While 870 million people suffer from hunger around the world, half a billion people are obese and prone to non-communicable diseases. While scientists are producing bigger crops that can thrive in extreme climates, they are neglecting these crops’ nutritional values. Due to these climate resistant crops, some people have enough food to eat but do not get enough nutrition from it. In addition, foods native to the area with higher nutritional value have been cleared out to make room for high-yield climate resistant crops.

It was estimated that in 2013 two billion people around the world were suffering from “hidden hunger” and were deficient in necessary vitamins and minerals. The majority of these cases were in sub-Saharan Africa, India and Afghanistan.

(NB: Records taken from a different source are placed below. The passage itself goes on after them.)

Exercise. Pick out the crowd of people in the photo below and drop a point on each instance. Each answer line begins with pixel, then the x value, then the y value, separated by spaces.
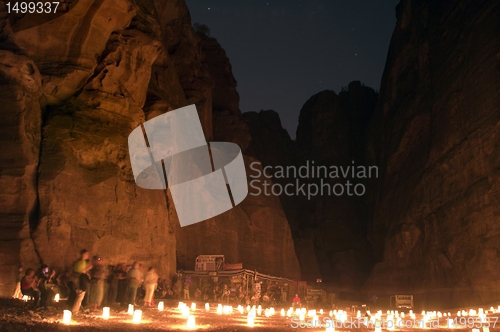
pixel 92 284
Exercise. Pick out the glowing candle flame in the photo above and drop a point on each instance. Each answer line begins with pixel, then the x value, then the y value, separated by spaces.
pixel 137 316
pixel 185 312
pixel 67 317
pixel 105 312
pixel 315 321
pixel 250 320
pixel 191 323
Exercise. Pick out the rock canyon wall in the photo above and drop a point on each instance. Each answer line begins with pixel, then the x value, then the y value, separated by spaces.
pixel 72 88
pixel 435 137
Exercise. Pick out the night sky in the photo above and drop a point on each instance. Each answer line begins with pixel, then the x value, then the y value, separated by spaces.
pixel 283 52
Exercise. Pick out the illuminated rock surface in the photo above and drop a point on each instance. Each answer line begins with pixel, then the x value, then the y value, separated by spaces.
pixel 436 139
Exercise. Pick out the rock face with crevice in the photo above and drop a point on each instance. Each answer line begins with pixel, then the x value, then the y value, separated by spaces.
pixel 329 231
pixel 72 88
pixel 435 137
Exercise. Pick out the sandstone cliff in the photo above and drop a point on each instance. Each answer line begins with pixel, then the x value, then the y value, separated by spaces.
pixel 435 228
pixel 329 231
pixel 72 89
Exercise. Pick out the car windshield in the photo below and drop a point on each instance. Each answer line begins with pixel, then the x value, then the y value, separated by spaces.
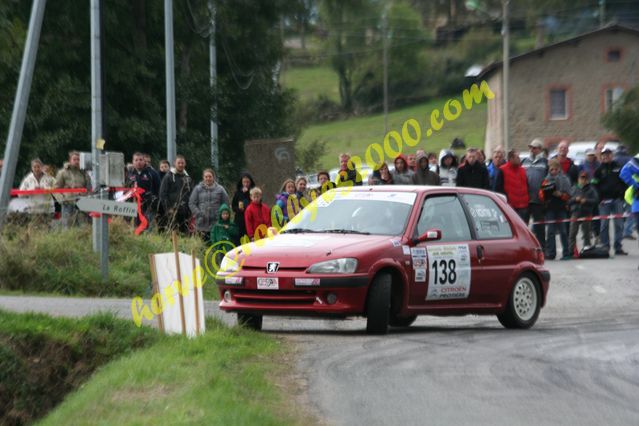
pixel 376 213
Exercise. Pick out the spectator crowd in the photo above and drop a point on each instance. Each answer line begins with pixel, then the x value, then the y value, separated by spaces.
pixel 556 195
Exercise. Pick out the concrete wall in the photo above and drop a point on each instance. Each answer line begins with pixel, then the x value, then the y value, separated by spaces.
pixel 582 68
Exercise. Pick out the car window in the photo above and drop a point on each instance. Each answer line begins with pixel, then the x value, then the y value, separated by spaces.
pixel 445 213
pixel 489 220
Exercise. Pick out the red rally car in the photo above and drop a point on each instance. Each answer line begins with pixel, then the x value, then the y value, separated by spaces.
pixel 390 253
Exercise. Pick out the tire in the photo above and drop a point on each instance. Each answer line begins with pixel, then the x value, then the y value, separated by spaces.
pixel 523 305
pixel 396 321
pixel 254 322
pixel 378 305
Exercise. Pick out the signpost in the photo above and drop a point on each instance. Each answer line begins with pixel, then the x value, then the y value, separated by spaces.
pixel 107 207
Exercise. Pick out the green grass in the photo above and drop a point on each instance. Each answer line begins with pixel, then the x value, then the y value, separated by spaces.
pixel 312 82
pixel 223 377
pixel 43 358
pixel 34 260
pixel 356 134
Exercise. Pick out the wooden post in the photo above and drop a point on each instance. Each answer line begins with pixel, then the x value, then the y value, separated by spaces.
pixel 179 273
pixel 156 290
pixel 196 293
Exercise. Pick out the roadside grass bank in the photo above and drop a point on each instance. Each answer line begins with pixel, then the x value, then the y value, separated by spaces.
pixel 354 135
pixel 226 376
pixel 34 259
pixel 42 358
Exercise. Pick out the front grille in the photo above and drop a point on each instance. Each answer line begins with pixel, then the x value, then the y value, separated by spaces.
pixel 279 297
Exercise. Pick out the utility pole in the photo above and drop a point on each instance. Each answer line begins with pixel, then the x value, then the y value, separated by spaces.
pixel 385 60
pixel 101 224
pixel 213 83
pixel 170 81
pixel 20 106
pixel 505 32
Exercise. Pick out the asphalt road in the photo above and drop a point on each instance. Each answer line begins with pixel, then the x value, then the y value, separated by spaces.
pixel 578 365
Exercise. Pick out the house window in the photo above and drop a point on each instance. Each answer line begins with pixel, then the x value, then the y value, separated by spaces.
pixel 558 104
pixel 614 55
pixel 611 96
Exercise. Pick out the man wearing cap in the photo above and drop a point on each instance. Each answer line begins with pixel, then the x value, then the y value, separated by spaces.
pixel 630 175
pixel 423 175
pixel 536 167
pixel 611 190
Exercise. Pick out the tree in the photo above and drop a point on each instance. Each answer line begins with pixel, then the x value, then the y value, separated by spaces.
pixel 250 103
pixel 622 118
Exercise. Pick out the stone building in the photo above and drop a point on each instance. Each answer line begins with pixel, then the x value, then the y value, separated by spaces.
pixel 562 90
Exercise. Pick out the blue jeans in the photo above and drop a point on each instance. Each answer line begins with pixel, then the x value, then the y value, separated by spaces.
pixel 552 228
pixel 608 207
pixel 629 222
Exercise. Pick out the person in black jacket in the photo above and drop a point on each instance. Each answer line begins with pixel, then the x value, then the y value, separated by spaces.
pixel 611 190
pixel 241 200
pixel 473 173
pixel 175 191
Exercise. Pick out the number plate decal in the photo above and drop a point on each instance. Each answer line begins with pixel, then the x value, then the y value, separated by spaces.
pixel 267 283
pixel 448 272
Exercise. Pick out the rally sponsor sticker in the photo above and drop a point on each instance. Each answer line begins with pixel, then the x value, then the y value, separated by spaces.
pixel 450 272
pixel 270 283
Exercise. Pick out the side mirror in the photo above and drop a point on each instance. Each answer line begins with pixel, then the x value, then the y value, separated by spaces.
pixel 430 235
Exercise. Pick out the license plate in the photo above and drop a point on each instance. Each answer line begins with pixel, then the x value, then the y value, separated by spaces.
pixel 267 283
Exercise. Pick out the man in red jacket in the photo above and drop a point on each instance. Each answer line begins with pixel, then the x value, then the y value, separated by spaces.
pixel 257 216
pixel 512 182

Rwanda is one example of these climate resistant crops leading to malnutrition. Efforts to provide food security in Rwanda have helped hunger, but now one in three Rwandans are anemic. Most of these cases are in women and children: around 38 percent of children under the age of five and 17 percent of women are anemic. By producing crops with higher yields, the nutrition of Rwandans has been damaged.

However, just as science has helped eliminate physical hunger, it is also able to end “hidden hunger,” as well. Scientists are able to produce food rich in necessary nutrients, such as with bio-fortified beans in Rwanda that produce iron and golden rice or bananas that are rich in Vitamin A.

While climate resistant crops are important for reducing global hunger, it is important to also ensure the nutrition of millions around the world.